Wonder why the difference.
October 8th, 2008 at 10:24 am
Maybe some info on polarized materials is in order: First, most sunglasses worth more than $5 are made with polarizing lenses. When two polarizing filters (says, two sunglass lenses or a sunglass lens and an EOTECH sight) are in line, they can either transmit just about all the light, block just about all the light, or block a proportion of the light based on the angle of rotation between the two lenses.
So when a sunglass lens and a holographic sight are not lined up “just so,” there is a loss of light transmitted through them to the eye. Usually it is not enough to notice. If the alignment gets bad, the dot is lost as the sight dims. If it gets gets worse, the view is like looking through welder’s goggles (very very dim to black).
Can one position one’s head 90 degrees to the optic? Yes, under extremely odd shooting positions such as laying on one’s back firing to the side.
Knowing there can be a problem, the solution is to ditch the shades if one drops to the ground in a firefight, I would suppose.
October 8th, 2008 at 11:10 am
Polarized filters emit light in only one plane blocking all others. What happened was the shooter rotated the polarized plane of the sunglasses 90 degrees to the plane of the sight.

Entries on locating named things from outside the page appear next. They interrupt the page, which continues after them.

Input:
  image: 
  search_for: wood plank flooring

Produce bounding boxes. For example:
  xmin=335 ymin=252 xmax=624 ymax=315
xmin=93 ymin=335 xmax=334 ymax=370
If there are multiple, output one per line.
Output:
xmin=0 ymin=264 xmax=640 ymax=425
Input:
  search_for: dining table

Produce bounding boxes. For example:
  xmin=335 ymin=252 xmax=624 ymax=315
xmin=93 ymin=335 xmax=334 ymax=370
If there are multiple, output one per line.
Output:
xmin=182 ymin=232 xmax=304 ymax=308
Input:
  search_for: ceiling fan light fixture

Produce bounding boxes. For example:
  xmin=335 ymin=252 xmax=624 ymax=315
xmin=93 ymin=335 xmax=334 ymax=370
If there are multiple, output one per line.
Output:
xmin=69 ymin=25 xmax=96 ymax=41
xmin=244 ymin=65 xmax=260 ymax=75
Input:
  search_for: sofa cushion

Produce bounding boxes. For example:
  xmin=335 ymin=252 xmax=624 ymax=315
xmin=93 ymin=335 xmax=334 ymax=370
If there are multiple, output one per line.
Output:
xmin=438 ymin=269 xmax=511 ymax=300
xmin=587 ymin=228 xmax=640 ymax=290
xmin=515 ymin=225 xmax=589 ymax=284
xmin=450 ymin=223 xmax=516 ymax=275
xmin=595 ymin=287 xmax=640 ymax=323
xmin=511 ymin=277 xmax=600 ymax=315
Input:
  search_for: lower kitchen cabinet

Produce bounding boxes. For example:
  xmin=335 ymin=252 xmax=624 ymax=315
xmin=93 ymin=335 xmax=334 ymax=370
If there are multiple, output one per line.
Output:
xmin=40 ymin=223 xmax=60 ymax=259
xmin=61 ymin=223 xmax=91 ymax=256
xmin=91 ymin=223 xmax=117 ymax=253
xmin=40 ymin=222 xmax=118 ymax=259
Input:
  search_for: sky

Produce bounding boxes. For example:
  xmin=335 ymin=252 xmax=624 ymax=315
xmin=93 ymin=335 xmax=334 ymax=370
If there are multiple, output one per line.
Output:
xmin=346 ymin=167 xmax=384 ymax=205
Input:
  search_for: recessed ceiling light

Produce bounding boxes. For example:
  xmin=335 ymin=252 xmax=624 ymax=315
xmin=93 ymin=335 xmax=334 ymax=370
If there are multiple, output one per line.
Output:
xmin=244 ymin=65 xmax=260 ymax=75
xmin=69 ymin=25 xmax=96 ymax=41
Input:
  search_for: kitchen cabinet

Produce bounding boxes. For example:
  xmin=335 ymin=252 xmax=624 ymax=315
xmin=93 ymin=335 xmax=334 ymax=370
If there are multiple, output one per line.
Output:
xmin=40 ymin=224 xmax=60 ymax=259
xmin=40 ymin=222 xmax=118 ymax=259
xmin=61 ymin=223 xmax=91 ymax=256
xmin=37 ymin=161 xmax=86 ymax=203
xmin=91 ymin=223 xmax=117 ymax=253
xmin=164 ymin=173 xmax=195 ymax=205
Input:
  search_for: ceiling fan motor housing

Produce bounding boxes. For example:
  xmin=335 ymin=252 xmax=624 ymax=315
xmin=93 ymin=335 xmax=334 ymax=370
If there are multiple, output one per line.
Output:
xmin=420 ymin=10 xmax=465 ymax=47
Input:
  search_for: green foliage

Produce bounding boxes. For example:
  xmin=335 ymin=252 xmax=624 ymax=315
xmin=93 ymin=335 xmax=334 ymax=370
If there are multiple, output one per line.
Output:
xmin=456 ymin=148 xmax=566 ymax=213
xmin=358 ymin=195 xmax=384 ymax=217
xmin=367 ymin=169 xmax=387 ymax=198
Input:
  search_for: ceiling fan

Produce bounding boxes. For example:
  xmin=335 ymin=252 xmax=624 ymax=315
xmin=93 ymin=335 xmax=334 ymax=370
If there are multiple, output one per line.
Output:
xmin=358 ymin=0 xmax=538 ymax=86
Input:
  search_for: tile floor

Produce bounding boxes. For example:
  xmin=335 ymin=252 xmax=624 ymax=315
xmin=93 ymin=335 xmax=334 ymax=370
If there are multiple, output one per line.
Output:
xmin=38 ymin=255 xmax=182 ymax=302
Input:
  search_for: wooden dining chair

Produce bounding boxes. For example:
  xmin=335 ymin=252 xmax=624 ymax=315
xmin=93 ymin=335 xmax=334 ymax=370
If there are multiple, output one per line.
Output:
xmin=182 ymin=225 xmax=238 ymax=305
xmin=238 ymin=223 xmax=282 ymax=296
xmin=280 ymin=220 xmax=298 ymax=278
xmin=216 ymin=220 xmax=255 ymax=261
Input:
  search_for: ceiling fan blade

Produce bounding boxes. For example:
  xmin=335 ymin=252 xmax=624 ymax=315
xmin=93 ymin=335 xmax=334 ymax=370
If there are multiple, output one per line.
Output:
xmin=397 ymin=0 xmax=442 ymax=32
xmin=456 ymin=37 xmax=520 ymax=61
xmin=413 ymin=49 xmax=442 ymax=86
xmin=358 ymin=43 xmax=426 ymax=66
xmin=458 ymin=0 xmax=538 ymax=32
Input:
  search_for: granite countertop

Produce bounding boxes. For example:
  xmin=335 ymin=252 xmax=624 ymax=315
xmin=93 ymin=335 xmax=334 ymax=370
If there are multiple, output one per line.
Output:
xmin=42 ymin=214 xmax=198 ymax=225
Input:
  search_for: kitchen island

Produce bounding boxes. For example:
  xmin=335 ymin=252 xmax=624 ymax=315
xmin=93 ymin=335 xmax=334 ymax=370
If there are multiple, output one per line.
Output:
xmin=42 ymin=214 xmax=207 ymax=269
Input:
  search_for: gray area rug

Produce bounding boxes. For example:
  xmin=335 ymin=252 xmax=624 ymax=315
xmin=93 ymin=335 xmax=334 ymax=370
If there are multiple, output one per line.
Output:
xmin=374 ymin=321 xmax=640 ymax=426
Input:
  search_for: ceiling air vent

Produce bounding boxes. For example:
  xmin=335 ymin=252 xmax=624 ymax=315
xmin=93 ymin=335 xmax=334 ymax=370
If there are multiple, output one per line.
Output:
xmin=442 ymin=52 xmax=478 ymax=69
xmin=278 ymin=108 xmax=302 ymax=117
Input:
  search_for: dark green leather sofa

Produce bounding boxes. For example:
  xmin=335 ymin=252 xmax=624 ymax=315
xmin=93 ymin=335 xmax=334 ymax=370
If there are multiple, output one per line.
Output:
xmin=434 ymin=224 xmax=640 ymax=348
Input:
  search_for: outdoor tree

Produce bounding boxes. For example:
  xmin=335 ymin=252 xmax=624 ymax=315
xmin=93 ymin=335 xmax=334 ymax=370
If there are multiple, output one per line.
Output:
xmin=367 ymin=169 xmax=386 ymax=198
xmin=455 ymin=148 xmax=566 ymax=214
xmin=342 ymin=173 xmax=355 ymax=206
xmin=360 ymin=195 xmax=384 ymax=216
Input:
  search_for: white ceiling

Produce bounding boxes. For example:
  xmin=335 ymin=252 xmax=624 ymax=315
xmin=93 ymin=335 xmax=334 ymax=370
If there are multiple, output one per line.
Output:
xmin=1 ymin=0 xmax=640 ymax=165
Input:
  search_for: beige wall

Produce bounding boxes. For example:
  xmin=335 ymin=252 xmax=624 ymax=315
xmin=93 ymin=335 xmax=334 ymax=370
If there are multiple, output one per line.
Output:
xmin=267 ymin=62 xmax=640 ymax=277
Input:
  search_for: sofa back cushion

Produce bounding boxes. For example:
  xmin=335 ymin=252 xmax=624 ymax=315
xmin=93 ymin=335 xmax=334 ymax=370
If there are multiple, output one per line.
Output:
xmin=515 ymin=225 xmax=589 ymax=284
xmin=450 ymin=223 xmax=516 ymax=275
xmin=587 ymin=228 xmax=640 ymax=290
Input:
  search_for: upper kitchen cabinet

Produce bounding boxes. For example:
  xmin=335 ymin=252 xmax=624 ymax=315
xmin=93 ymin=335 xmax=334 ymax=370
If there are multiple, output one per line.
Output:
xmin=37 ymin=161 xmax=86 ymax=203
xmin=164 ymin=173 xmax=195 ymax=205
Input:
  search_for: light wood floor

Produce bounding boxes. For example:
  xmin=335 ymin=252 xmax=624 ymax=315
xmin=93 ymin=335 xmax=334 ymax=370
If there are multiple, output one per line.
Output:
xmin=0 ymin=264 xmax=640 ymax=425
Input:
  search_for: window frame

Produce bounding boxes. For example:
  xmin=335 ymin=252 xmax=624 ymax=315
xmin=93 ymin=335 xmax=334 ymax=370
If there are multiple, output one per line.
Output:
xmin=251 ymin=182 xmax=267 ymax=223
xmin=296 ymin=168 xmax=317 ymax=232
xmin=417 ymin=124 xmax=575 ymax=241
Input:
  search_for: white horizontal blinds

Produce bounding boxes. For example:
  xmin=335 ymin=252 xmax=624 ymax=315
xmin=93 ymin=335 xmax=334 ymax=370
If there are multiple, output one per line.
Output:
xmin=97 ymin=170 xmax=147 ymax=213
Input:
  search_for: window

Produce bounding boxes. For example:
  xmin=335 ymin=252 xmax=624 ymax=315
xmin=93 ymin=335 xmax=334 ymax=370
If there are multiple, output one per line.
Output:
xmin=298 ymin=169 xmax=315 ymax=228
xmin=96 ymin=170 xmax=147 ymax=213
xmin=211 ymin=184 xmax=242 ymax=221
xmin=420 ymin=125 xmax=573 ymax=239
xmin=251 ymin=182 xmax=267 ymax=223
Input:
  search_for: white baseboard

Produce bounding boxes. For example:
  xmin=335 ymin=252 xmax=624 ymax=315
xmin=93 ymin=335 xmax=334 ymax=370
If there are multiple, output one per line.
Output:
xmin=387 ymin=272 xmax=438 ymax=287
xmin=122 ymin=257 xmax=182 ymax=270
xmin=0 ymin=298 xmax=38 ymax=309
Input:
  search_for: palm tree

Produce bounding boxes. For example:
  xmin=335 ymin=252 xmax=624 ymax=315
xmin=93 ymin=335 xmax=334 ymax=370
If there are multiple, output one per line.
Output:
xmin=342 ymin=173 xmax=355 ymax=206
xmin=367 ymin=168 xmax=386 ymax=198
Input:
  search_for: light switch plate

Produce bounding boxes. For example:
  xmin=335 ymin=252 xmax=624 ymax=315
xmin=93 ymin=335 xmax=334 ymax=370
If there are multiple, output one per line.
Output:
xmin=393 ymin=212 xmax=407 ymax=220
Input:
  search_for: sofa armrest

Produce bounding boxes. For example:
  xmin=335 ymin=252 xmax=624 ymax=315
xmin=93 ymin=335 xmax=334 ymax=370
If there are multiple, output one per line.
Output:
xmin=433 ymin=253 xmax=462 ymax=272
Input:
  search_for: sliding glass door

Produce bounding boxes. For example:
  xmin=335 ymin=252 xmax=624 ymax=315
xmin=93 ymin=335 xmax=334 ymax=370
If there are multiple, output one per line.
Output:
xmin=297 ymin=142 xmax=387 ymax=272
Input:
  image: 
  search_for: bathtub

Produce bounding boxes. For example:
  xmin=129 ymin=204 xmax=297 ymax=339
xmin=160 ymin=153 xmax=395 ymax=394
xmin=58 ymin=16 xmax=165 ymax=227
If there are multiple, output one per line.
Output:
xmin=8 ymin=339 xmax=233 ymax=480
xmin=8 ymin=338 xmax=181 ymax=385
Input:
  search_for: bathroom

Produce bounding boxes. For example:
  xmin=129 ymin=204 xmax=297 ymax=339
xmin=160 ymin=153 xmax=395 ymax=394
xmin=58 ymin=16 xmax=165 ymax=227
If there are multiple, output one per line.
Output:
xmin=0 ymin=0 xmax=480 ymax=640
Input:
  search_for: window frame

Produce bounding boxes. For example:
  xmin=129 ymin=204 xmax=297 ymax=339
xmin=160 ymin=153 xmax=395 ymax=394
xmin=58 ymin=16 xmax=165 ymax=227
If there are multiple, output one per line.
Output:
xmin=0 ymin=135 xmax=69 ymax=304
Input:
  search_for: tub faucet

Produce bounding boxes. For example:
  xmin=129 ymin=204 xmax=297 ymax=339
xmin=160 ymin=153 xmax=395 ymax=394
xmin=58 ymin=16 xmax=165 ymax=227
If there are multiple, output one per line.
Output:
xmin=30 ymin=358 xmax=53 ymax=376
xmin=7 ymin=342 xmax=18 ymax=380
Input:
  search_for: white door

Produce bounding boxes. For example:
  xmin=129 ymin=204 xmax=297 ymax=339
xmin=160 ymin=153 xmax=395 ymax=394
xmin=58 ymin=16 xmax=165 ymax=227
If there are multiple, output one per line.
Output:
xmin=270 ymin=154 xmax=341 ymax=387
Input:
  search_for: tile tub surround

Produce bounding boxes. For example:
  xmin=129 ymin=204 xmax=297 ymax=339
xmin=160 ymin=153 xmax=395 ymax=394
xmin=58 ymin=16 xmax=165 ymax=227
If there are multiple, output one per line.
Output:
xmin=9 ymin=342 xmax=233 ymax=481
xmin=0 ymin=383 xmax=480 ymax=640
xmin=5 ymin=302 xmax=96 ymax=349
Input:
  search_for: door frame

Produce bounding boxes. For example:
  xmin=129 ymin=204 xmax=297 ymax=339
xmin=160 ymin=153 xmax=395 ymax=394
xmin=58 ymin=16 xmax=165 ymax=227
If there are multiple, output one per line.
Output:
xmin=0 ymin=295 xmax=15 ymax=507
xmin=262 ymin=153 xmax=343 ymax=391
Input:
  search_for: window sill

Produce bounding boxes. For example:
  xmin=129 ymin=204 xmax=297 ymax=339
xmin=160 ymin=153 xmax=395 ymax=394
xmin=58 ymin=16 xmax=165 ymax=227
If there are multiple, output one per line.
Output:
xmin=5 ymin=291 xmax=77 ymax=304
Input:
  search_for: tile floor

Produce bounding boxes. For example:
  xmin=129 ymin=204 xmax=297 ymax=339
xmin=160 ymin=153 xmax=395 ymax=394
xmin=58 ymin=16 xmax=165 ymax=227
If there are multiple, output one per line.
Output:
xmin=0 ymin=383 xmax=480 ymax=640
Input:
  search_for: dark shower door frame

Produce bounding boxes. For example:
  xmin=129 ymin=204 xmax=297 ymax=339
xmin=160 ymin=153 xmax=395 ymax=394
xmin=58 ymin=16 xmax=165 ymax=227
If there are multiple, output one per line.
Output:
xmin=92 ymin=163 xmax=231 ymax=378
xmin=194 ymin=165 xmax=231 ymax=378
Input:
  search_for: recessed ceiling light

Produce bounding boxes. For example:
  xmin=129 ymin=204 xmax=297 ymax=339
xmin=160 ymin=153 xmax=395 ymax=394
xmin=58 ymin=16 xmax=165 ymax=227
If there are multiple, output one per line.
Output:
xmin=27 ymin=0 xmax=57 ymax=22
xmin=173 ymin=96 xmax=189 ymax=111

Thus the light from the sight was blocked by the plane of the glasses since it was 90 degrees out of phase.
Whether this happens to any one individual depends on the plane orientations, whether the polarization is precise or covers a range of angle, etc.
As suggested try looking into your sight while rotating the glasses to find the angle in which the visual goes dark.
I have a pair of sunglasses that has a problem with the LCDs on gas pumps if I cock my head slightly right. Rotate left and I can read them with no problem.
October 8th, 2008 at 11:50 am
If you recall from Reno, I have an Eotech on my MKII, looking at it right now, with my decent polarized Ray Ban sunglasses, I can tell you the image in the scope is visible regardless of lens/site/head orientation.
Myth busted.
October 8th, 2008 at 11:51 am
That should be sight, not site.
October 8th, 2008 at 12:11 pm
Oy. I say get out the scope & shades, I’m ignored. JKB says do it and you jump.
If I had a tie I’d adjust it and say “no respect, no respect at all.”
October 8th, 2008 at 12:13 pm
I guess you missed the part where me and jimmyb said we’ve done that?
October 8th, 2008 at 12:41 pm
Lenses can have a circular polarization as well.
October 8th, 2008 at 12:46 pm
If they are both polarized lenses, then it will happen when they are out of phase. If you didn’t have it happen, either your shades aren’t polarized, or you never got them into perpendicular phases. (Or the shades are poorly polarized, and the effect is minimal.)
I’ve actually held two lab-grade polarized lenses and rotated them against each other. (Well, the rings. You don’t want to actually run the lenses together.) When they are perpendicular, it is opaque. Completely. A good tutorial is here:
http://www.laramyk.com/education/dispensing/polarized-lenses.html
October 8th, 2008 at 3:22 pm
I get an Unclelaunche and all I get is two measly comments. Heh.
October 8th, 2008 at 4:53 pm
I wrote about that here. I had that problem with an older Bushnell Holosight. Back then they weren’t addressing the issue, and this sight’s reticle was attenuated in the upright position. Now EOTechs all have their polar orientation set to allow full brightness when upright, using polarized glasses.
To say you get a “blank screen” is an exaggeration. I still use the old Bushnell with my polarized shooting glasses. I just have to crank up the brightness as far as it’ll go and it’s OK.
October 8th, 2008 at 5:53 pm
My fathers car has tinted windows that are polarized. He got a pair of cheap sunglasses and when he put them on he could barely see out the rear window. If you tilt your head 90 degrees and look out it was fine.
Also, not all red dot scopes will do this. In fact I bought a bushnell multi-retical red dot and it comes with polarized lenses you can take on and off to lessen the glare (the 2 lenses are housed in one rotatable housing, so when you attach it to the sight, one lens is stationary while the other one moves, which makes it brighter and darker).